Shell enum / bootShell

Source: apps/web/src/shell/ (frontend); apps/api/app/shell.py (backend mirror)

The SPA ships as a single Vite build that boots into one of two VISUAL shells depending on the request hostname. The Shell enum is three-valued ('admin' | 'tenant' | 'iru') — iru is a HOST identifier that renders the same TenantApp component as tenant (no visual reskin), but the backend pins it to a single specific tenant:

Shell valueRendersHostname patternAllowed tenants
"admin"AdminAppadmin.* (e.g. admin.get-hydra.dev, admin.localhost)Operator session (OperatorActor resolved from public.operators; no tenant chain)
"iru"TenantApphydra.app.iru.dev / iru.* (e.g. iru.localhost)slug == iru_host_pinned_slug() (kandji-inc dogfood pin)
"tenant"TenantAppanything else (default)tier IN ('customer', 'internal') AND slug != iru_host_pinned_slug()

iru_host_pinned_slug() lives in src/hyrax/db/tenants/core.py — a dynamic + process-cached resolver keyed on the HYRAX_IRU_GITHUB_ORG_ID env var (GitHub's stable numeric account id). The function returns the kandji-inc dogfood tenant's post-v14 hex slug; cache invalidation rides on the existing tenant_change NOTIFY listener so a purge + re-install of kandji-inc converges without a redeploy. Empty-string return (no env, or env set but no live matching tenant) fails closed: iru host 403s, tenant host excludes nothing. Re-exported from apps/api/app/shell.py so the gate site reads it from the natural place.

Shell is the discriminator string. The shell is resolved once at boot from resolveShellFromHostname(window.location.hostname) (apps/web/src/shell/resolveShell.ts — pure, unit-tested) and exported as the module-level const bootShell from apps/web/src/shell/current.ts. Components import bootShell directly — no Provider/Context indirection, since the value is fixed for the lifetime of the page.

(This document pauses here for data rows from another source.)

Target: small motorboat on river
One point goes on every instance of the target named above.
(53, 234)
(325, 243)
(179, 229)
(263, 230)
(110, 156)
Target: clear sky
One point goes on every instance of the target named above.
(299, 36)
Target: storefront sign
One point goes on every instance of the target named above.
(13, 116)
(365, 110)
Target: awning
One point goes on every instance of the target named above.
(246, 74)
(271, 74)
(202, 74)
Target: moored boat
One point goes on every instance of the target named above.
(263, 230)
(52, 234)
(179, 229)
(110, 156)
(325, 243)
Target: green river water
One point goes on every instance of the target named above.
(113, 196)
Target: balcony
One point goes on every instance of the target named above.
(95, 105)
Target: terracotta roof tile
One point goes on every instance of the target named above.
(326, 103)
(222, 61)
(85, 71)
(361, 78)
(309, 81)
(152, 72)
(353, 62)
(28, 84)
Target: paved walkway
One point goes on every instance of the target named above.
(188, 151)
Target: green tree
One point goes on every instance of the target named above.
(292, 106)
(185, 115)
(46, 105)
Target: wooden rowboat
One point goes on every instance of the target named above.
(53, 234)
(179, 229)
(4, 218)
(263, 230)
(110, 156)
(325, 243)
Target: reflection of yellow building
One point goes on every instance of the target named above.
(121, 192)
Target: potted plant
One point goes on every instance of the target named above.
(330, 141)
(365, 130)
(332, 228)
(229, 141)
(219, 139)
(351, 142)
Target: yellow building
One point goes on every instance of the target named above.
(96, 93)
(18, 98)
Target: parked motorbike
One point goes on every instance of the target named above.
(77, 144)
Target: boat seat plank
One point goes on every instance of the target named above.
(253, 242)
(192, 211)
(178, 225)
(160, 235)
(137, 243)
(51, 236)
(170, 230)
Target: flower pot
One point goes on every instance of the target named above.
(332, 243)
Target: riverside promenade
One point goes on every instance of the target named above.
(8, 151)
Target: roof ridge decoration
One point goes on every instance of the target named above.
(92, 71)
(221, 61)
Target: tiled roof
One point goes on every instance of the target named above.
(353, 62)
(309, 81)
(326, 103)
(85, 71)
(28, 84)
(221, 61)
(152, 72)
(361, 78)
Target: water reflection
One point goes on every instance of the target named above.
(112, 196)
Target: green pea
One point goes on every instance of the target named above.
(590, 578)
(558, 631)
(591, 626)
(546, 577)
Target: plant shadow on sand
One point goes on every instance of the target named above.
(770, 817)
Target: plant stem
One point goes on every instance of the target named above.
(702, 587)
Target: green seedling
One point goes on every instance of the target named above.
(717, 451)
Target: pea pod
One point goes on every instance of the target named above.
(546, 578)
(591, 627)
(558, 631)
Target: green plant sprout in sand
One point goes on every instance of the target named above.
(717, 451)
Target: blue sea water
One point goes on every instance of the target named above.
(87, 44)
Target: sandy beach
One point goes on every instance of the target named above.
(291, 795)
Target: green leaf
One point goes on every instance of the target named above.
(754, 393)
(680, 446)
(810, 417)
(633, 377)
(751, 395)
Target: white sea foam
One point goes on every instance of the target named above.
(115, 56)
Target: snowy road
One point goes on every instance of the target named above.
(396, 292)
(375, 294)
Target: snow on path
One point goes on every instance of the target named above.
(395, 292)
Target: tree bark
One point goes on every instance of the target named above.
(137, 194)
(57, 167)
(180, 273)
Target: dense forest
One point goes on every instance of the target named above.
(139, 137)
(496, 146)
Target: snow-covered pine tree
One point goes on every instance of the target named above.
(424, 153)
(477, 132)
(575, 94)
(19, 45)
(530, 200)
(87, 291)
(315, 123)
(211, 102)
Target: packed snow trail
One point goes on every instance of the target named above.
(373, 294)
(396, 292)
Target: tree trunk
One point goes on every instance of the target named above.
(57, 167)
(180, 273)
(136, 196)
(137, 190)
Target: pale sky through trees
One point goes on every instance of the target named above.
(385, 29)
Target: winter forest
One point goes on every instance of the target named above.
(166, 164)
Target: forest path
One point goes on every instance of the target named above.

The backend mirror resolve_shell_from_hostname in apps/api/app/shell.py plus ShellHostnameMiddleware (apps/api/app/middleware.py) — which reads the X-Forwarded-Host (or Host) header and stamps request.state.shell — must stay in sync with the frontend resolver via the shared apps/web/src/shell/shell_parity_cases.json fixture. require_shell_allows_tenant in apps/api/app/deps.py is the strict shell↔tenant gate for tenant-bearing routes — iru host → slug == iru_host_pinned_slug(); tenant host → tier IN ('customer','internal') AND slug != iru_host_pinned_slug(). (Admin host has no tenant to gate against; operator routes mount through create_operator_router, which wires require_admin_host instead.) Mismatch returns HTTP 403. The iru-pinned tenant is reachable ONLY via the iru host — the tenant-host symmetric defence refuses it.


Errors

JobFailure

Source: src/hyrax/jobs/result.py

A Pydantic discriminated union of every failure mode an executor can return. The kind discriminator field routes the worker's match statement. Every variant extends _JobFailureBase, which carries:

  • message — human-readable string surfaced in jobs.error and log lines
  • outputs_dir, partial_result_dict — forensic state so the worker can ingest partial JSONL ledger writes regardless of which failure variant fired
  • duration_s — wall-clock duration

Concrete variants: BudgetExceededFailure, CancelledFailure, TimedOutFailure, ReapedFailure, ExecutorRaisedFailure, BadInputsFailure, NonZeroExitFailure. The naming convention uses a Failure suffix to distinguish variants from the matching exception classes in hyrax.job_exceptions (e.g. CancelledFailure vs JobCancelled) — exceptions are internal control flow inside an executor; JobFailure variants are the typed return value at the seam boundary.